Building this site was also an experiment to evaluate AI-augmented coding paradigms. Biased by my long tenure at AWS, I chose Kiro.dev with its spec-driven development approach to run this experiment. The fact that I was an early pre-GA adopter with generous 1000 free task credits also helped. In this article, I share what worked, what didn’t, and how I made Kiro effective for my needs.

The Kiro Promise

My artistic impression of the Kiro logo

Kiro’s product promise is to help developers do their best work by bringing structure to AI coding with spec-driven development — from prototype to production (see https://kiro.dev/). The Kiro IDE is built on top of Code OSS (the open-source foundation of VS Code). Its differentiating experience is the spec-driven development mode, in which you use the Kiro AI assistant to define requirements1, a design document2, and a list of implementation tasks3. By completing these with Kiro, you get functional code with documentation and tests.
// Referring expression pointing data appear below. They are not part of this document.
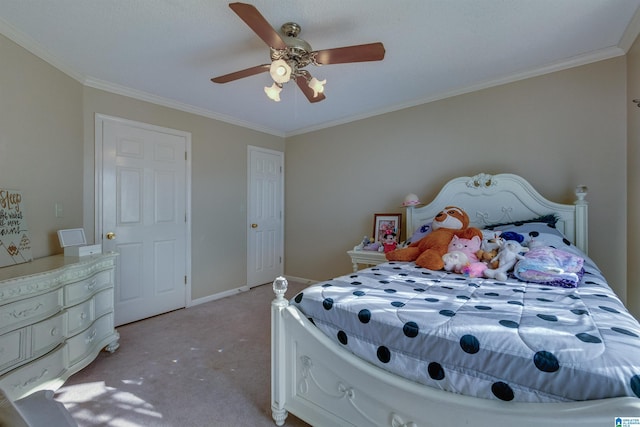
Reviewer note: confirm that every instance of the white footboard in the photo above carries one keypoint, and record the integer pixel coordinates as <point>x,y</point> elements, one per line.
<point>325,385</point>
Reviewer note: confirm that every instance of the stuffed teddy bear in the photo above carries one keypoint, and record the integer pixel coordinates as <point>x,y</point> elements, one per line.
<point>507,257</point>
<point>427,252</point>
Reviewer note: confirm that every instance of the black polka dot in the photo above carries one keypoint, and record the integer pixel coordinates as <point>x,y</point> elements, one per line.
<point>470,344</point>
<point>435,371</point>
<point>546,361</point>
<point>588,338</point>
<point>548,317</point>
<point>509,324</point>
<point>635,384</point>
<point>624,332</point>
<point>502,391</point>
<point>364,315</point>
<point>384,355</point>
<point>411,329</point>
<point>342,337</point>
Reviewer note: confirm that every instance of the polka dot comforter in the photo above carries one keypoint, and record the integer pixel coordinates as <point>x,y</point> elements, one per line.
<point>509,340</point>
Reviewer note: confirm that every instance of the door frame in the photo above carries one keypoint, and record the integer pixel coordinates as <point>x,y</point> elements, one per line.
<point>98,179</point>
<point>280,154</point>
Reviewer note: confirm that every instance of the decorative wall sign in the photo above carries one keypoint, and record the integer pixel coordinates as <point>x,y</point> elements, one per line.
<point>15,245</point>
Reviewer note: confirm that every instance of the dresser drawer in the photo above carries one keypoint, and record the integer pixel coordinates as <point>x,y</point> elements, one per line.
<point>47,334</point>
<point>21,381</point>
<point>86,341</point>
<point>79,317</point>
<point>28,310</point>
<point>103,302</point>
<point>82,290</point>
<point>12,349</point>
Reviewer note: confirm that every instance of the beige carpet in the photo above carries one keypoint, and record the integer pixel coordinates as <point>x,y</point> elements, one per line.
<point>207,365</point>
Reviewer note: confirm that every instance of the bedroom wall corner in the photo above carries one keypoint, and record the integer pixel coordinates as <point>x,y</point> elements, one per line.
<point>41,143</point>
<point>557,131</point>
<point>633,178</point>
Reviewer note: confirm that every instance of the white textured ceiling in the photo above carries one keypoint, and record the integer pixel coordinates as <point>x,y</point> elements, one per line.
<point>166,51</point>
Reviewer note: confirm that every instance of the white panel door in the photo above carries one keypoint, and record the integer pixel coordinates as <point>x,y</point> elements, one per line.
<point>265,217</point>
<point>144,206</point>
Building this site with AI

Disclaimer: I used Kiro before it was officially GA, and I expect Kiro, just like everything else related to AI, to evolve very rapidly. Some of my observations about Kiro may no longer be up-to-date by the time you read this.

The objective of my experiment was to see how useful AI coding tools would be to build something real: this site. I consider myself to be an experienced computer scientist with significant experience in building on the AWS cloud, and I have led teams of software development engineers at Amazon. However, I have not been coding professionally myself for several years now.

So, how did it go?

Spoiler alert: I successfully built this site 😉 However, my journey had its hiccups; let’s discuss what went well, where the Kiro approach has limitations, and what you can do about them.

Things Kiro does well

First of all, I believe that Kiro has strong clarity of vision (see my previous article), with its focus to deliver production software through spec-driven development. Executing on that vision still requires fine-tuning (more on that later), but the increase of rigor through documenting requirements, design, and tasks is a positive contrast to vibe coding (unstructured, conversational approach to AI-augmented software development). This approach treats AI as a tool with strengths and weaknesses that needs engineering discipline to deliver production-quality outcomes.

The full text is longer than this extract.